= Eric Sorensen (civil servant) =

Eric Kenneth Sorensen is an English former civil servant. He was chief executive of the London Docklands Development Corporation (LDDC) from 1991 until 1997, where he was responsible for regenerating London’s Docklands and delivering the Canary Wharf financial district.

==Career==
===Early career===
Sorensen began his career as a civil servant, working as an under-secretary at the Department for Environment before heading its Inner Cities Directorate.

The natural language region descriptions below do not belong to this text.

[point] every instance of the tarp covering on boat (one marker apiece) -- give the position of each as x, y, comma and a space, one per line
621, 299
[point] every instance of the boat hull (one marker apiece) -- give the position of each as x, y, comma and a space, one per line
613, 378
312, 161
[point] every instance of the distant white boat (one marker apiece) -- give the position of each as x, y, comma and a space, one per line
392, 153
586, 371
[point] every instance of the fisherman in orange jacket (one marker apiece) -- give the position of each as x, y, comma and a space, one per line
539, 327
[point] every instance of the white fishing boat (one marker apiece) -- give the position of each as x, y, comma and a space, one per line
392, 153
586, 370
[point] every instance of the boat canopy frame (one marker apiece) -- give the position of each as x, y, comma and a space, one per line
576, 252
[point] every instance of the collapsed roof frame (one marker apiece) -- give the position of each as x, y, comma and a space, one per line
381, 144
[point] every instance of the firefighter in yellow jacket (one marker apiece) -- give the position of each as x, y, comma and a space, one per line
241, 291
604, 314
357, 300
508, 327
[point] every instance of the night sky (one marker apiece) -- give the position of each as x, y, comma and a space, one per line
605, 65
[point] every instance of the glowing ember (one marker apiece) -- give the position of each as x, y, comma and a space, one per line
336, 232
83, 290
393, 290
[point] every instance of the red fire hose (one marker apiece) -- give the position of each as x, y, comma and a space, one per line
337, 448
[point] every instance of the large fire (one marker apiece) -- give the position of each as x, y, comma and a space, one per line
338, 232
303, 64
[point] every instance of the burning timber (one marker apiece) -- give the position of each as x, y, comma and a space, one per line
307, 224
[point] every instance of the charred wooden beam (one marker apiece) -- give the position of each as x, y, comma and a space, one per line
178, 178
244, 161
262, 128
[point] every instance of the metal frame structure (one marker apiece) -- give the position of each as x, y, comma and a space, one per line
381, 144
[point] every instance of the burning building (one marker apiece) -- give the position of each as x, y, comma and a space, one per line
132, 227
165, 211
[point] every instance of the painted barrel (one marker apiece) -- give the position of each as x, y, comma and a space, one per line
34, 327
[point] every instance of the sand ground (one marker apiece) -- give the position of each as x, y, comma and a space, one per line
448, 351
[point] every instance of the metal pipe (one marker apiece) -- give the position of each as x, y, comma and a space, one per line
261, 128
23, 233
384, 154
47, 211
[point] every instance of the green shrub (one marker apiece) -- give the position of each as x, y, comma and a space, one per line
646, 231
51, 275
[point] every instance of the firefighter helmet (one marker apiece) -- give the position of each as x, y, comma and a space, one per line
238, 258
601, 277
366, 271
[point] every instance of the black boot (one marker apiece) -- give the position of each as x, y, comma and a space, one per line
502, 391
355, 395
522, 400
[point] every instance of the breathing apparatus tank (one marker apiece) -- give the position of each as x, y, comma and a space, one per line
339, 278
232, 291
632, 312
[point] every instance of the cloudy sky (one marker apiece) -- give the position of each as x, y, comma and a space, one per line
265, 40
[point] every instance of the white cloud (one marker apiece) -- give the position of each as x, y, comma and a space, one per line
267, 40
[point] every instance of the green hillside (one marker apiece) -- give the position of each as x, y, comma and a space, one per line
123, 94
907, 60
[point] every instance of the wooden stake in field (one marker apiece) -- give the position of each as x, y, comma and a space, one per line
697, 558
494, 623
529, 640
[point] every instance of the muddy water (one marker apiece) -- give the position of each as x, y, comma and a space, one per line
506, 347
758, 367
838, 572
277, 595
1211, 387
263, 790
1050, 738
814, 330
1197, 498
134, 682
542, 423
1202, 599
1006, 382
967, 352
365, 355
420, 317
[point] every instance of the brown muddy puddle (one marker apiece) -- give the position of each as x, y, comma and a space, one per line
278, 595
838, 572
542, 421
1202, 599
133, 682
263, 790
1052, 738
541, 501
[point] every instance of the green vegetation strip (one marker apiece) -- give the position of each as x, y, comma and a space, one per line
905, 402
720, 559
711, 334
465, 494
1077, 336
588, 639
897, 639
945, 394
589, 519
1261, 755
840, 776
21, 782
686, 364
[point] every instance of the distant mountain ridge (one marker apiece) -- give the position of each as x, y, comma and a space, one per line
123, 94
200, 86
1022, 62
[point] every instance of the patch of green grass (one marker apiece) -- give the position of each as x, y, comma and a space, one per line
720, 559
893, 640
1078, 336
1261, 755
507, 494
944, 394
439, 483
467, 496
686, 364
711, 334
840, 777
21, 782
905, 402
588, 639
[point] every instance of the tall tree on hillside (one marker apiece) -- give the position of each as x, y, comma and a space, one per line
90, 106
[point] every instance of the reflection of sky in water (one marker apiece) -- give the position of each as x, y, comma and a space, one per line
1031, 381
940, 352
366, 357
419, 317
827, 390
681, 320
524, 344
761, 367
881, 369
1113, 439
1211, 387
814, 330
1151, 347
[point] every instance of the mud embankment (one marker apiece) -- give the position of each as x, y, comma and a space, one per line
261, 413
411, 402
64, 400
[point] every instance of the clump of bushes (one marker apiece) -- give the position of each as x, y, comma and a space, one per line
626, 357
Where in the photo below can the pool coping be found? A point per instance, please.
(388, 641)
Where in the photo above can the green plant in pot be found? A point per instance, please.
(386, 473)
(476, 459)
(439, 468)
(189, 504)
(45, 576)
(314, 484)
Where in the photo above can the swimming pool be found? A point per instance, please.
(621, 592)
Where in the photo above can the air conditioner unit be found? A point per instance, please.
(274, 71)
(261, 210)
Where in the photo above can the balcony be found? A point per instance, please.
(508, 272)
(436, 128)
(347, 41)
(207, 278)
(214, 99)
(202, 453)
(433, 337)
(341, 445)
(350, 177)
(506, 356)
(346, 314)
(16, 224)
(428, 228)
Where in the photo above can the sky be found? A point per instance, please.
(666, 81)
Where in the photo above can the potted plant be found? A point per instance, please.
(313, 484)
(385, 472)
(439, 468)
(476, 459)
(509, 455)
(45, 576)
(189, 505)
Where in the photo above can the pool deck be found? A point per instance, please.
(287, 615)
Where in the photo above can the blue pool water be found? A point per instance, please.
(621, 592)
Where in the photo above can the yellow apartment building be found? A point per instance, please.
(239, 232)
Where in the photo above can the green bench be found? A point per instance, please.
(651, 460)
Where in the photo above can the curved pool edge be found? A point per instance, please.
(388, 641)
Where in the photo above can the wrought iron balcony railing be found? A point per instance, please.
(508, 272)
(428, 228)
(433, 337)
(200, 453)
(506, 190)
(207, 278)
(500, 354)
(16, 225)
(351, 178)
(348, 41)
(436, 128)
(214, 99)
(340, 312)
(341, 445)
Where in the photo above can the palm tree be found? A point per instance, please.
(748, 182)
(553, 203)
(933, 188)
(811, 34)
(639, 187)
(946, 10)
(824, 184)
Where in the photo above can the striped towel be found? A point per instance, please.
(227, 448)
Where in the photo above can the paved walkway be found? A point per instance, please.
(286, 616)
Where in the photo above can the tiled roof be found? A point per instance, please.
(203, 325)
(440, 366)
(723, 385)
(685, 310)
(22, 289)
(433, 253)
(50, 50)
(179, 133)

===London Docklands Development Corporation===
He was appointed chief executive of the LDDC in February 1991, succeeding Reg Ward and Michael Honey. His brief was to fund infrastructure investments and finalise land sales whilst rebuilding damaged relationships with local communities and winding up the development corporation. A friend of Peter Hall, who is often credited with formulating the Urban Enterprise Zone concept, Sorensen described the Docklands redevelopment as “the showcase for Thatcherism”.

===Later career===
Sorensen left the LDDC in March 1997 and was later chief executive of the Millennium Commission, distributing lottery grants. He was then chief executive of the Thames Gateway Partnership and London Development Partnership, the latter of which advised the first elected Mayor of London (Ken Livingstone) in 2000 on strategic priorities for London in preparation for a new London Development Agency (a Regional Development Agency for London).

==Retirement==
Sorensen supports a range of charitable causes. He is a non-executive director of Homerton Hospital, a governor at the Museum of London, a member of Islington Council's Standards Committee, and chair of the Royal Docks Charitable Trust, which supports community groups in the locality. He is also a trustee of the London Society.